DK- No tak a później od 16 mamy wolne
B- Dawid nie wiem do czego dążysz w tym momencie?!
DK- Załóżmy ,że zapraszam cię dziś na randkę albo spacer o 20
Popatrzył na mnie jak zwykle z uśmiechem od ucha do ucha.
B- A załóżmy ,że ja nie wgrazam zgody
DK- Hmm... No to przykro mi ale ci tego nie odpuszczę. Ale teraz tak na serio
B- No dobra niech ci będzie

Dał mi buziaczka w policzek i poszedł w stronę łazienki( oczywiście wcześniej mnie zostawiając na ziemi).
Ja ubrałam dziś spodenki z wysokim stanem w kolorach biało- czarnych( paski od góry do dołu) i biały crop top oraz moje czarne adidasy NMD.
Zrobiłam lekki makijaż i upiełam włosy w koka. Wziełam telefon i przeglądałam instagrama. Dostałam powiadomienie ,że Dawid Kwiatkowski dodał jakieś zdjęcie.
Na tym zdjęciu byłam ja, Dawid ,Igor ,Wrzosek  i Sara.
Komentarze były miłe i fajnie ale zauważyłam ,że było dużo komentarzy pisane do mojej postaci :
,, co to za śliczna blondynka?,,
,,Dawid czy to twoja dziewczyna?,,
,, bylibyście śliczną parą,,
,,przytuliłbym blondynkę,,
,, dlaczego ona jest na tym zdj?,,

Okej koniec.

Zeszłam do kuchni i wyciągnełam jogurt naturalny , owoce i jakieś płatki. Zjadłam śniadanie i kierując się z Sarą w stronę fanów gadałyśmy cały czas. Fani ułożyli się w półkolu na plaży a Igor trzymał jakieś woreczki.

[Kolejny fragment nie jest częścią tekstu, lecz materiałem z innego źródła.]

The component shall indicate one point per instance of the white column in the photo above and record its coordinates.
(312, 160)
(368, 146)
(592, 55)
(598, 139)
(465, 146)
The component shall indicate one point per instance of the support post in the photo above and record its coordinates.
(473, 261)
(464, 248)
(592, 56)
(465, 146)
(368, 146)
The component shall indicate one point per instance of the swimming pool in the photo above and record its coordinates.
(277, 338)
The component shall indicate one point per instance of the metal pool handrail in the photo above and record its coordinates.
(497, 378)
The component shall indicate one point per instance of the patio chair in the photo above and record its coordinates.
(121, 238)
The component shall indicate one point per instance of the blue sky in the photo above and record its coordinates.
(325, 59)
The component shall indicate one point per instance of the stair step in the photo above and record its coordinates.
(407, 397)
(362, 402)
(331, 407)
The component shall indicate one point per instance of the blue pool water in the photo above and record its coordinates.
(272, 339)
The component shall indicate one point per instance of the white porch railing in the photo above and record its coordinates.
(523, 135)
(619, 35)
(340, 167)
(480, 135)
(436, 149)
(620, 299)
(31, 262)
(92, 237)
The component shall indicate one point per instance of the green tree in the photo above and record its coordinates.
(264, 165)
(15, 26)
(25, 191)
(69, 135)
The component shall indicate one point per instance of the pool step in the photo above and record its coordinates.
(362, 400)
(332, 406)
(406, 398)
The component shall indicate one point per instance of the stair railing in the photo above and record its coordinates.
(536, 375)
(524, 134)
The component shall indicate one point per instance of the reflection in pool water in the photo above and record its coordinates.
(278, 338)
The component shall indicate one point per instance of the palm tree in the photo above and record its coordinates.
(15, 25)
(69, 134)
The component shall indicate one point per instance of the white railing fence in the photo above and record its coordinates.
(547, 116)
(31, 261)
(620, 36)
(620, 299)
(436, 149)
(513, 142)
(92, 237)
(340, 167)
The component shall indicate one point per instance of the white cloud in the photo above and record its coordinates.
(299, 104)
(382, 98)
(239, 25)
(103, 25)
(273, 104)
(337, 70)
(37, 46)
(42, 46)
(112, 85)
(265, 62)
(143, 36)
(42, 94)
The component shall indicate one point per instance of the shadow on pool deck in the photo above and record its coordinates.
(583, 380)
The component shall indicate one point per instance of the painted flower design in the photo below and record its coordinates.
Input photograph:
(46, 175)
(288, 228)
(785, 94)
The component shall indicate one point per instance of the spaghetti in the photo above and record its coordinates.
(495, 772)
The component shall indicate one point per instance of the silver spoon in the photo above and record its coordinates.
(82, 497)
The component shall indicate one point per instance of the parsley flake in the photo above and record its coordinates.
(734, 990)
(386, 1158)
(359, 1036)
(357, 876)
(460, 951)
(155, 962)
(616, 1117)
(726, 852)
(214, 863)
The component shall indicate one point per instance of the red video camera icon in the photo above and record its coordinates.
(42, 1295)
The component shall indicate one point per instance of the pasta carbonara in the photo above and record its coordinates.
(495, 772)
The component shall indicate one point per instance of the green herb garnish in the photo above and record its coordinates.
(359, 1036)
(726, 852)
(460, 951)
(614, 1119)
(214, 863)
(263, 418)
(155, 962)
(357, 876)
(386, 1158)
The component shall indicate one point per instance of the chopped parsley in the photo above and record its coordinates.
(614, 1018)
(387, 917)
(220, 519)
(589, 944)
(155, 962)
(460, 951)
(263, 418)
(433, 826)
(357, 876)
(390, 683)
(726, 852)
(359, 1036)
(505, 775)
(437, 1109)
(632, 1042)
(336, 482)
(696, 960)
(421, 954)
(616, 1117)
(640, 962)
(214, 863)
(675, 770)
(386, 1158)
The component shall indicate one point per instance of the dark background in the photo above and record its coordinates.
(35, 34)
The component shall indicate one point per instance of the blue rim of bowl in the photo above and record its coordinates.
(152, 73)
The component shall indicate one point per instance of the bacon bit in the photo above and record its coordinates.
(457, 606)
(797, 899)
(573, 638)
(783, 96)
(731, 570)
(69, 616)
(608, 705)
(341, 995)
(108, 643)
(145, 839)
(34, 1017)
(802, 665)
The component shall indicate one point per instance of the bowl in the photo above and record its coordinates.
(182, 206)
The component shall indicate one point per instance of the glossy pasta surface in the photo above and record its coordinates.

I- Słuchajcie. Zostaliście podzieleni na grupy. Z tych 15 grup wybierzemy 2 osoby do konkursu ,który za chwile wytłumaczę. Jeśli ktoś nie będzie chciał wsiąść udziału to Okej może nie brać. Więc ja teraz wsypie pierwszą grupę...
Igor losował. Wylosował kilka dziewczyn
Anię, Marysię, Partycję, Karolinę,Amandę, Zuzie,Klaudię,Julię,Milene,Amelię,Ale, Ole,Ize,Dominikę i Faustynę. Było 15 dziewczyn a reszta zrezygnowała. Nikt nie chciał się dopisać.

W- A żeby było ciekawiej to tu z naszej grupy też wylosujemy jedną osobę.
Wrzosek pokazał od Dawida do mnie czyli wszystkich bo ja stałam na końcu a Dawid na początku.
I- No więc tak z tej ekipy jest.. O masakra ale cyry... Bella!!!
B- CO!?
Jak usłyszałam swoje imię to nie wiedziałam co zrobić byłam pewna ,że to sprawka Dawida.
B- Nie ja podziękuję
DK- Ty się nie możesz wypisać!
Powiedział stanowczo Dawid a fanki potwierdziły. Przecierz to tylko głupi konkurs. Za to nic nie ma.
B-No okej
Wszyscy zaczęli bić brawa a Igor zaczynał.
I- W tym konkursie chodzi o to ,że Dawid wybierze każdej z was jakąś piosenkę a wy będziecie musiały nauczyć się słówa i ją zaśpiewać. Oprócz tego każda z was musi znać jeszcze jedną piosenkę gdyby były jakieś wątpliwości.( Dawid już wymyślał piosenki) ,która z was zaśpiewa najlepiej będzie miała jeden wieczór do spędzenia  z Dawidem.

Dziewczyny zaczęły piszczeć a Dawid podszedł do mnie.

DK- Mam nadzieje ,że wygrasz
B- Postaram się wszystko zrobić aby przegrać- Uśmiechłam się do niego i wysłałam buziaka. Dziewczyny zaczeły podchodzić do Dawid a ten mówił im piosenki. Wszystkie znały te piosenki więc nie było problemu ze słowami. Mi się oberwała wiecie jaka piosenka. Jako jedyna miałam piosenkę Alvaro Solero ,,La cintura,, serio Dawid ?! Serio?!
Reszta dziewczyn miała polskie piosenki albo angielskie a nie jakieś jak ja. Znaczy ja lubię piosenki Alvaro Solero ale tekst piosenki mnie tak dobija ,że ja tego za 2 lata nie zapamiętam.
Wszystkie dziewczyny rozeszły się i każdy spędzała aktywnie czas na plaży. Ja oczywiście musiałam coś robić żeby ... Nie dokończyłam myśli bo jakaś osoba zabrała mnie na ręce i zaczęła biec w stronę morza.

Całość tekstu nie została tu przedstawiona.